4.5 Analyzing Slope

Let's get a little more practice analyzing slope using transition diagrams.

Example.

Consider the function

\[ \begin{align} z &\depends x \\ z &= x^3 - 3 x. \end{align} \]

By taking the derivative

\[ \begin{align} \overset{x}{\diff} z &= \overset{x}{\diff} \bigl(x^3 - 3 x\bigr) = \overset{x}{\diff} \bigl(x^3\bigr) - \overset{x}{\diff} (3 x) = 3 x^2 \mult \overset{x}{\diff} x - 3 \mult \overset{x}{\diff} x = 3 x^2 - 3, \end{align} \]

we find our function's slope.

\[ \begin{align} \operatorname{\overset{\mathit{x}}{\slope}} z &= 3 x^2 - 3 \end{align} \]

Let's draw a transition diagram for slope. We find level points by setting the slope equal to zero.

\[ \begin{align} &\operatorname{\overset{\mathit{x}}{\slope}} z = 0 \\ &3 x^2 - 3 = 0 \\ &x^2 = 1 \\ &x = - 1 \orSpaced x = 1 \end{align} \]

We'll mark both level points on an \( x \)-axis to begin drawing a transition diagram.

Between negative one and one, the slope is negative.
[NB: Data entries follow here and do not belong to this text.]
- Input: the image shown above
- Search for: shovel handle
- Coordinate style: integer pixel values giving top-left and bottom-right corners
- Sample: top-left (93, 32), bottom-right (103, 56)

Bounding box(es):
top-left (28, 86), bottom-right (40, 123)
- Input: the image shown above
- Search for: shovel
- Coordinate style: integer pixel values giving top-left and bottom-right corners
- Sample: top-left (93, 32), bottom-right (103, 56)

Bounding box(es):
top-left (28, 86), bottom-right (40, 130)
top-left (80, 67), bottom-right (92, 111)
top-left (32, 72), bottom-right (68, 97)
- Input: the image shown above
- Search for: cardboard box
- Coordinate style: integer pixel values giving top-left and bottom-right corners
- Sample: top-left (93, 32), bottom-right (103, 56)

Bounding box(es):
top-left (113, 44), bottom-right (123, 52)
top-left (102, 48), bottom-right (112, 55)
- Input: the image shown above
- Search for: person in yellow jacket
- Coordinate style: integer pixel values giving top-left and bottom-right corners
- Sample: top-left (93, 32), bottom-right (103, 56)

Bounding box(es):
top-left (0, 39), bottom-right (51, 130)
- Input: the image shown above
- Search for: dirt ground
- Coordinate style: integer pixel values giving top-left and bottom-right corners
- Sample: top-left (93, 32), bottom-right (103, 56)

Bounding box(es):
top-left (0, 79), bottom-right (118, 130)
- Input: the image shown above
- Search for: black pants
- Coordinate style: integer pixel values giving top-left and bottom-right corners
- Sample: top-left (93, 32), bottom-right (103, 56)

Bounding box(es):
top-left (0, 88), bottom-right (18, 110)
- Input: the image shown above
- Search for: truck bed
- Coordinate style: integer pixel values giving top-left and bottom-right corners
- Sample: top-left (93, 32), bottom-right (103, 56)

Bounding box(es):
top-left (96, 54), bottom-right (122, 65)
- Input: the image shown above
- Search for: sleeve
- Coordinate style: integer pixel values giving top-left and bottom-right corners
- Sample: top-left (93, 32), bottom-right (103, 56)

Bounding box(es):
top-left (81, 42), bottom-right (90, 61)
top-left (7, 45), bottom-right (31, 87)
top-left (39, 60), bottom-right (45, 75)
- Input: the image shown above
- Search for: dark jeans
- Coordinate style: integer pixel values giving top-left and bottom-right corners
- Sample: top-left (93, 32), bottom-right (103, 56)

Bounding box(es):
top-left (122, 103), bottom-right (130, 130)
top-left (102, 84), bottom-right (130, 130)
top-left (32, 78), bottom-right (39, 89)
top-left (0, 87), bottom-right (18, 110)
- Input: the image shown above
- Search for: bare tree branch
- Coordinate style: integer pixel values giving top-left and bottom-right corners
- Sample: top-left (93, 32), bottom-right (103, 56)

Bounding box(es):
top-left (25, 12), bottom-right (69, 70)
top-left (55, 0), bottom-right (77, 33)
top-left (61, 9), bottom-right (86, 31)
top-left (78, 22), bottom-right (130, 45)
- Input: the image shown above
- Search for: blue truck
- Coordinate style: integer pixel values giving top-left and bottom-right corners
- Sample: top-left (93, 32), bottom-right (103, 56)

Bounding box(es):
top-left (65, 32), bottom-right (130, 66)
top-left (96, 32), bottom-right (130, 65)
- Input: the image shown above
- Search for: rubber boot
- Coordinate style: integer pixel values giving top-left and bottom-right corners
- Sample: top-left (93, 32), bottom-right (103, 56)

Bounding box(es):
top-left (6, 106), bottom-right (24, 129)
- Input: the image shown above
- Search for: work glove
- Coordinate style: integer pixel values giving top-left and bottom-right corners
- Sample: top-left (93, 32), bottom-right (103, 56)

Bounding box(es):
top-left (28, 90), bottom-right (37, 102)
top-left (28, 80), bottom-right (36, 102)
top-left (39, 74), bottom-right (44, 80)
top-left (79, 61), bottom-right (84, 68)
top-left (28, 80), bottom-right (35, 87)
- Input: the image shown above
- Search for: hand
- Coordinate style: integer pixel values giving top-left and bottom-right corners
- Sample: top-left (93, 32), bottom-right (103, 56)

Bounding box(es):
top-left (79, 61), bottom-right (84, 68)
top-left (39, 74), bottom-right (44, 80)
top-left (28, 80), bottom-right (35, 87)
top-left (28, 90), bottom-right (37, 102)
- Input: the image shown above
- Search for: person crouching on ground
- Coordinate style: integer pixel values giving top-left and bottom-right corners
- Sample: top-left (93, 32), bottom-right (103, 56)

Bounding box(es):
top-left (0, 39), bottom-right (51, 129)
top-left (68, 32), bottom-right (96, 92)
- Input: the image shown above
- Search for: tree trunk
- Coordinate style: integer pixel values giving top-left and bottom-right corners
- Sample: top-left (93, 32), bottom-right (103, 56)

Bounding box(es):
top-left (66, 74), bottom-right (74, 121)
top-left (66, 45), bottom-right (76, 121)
At \( x = 0 \) for example, the slope is negative three.

\[ \begin{align} \operatorname{\overset{\mathit{x}}{\slope}} z &= 3 \mult 0^2 - 3 = -3 \end{align} \]

As you can check, the slope is positive in each of the other regions.

We've found our transition diagram for slope!

Let's have one more example.

Example.

Now consider the function

\[ \begin{align} z &\depends x \\ z &= \frac{1}{x^2 - 1}. \end{align} \]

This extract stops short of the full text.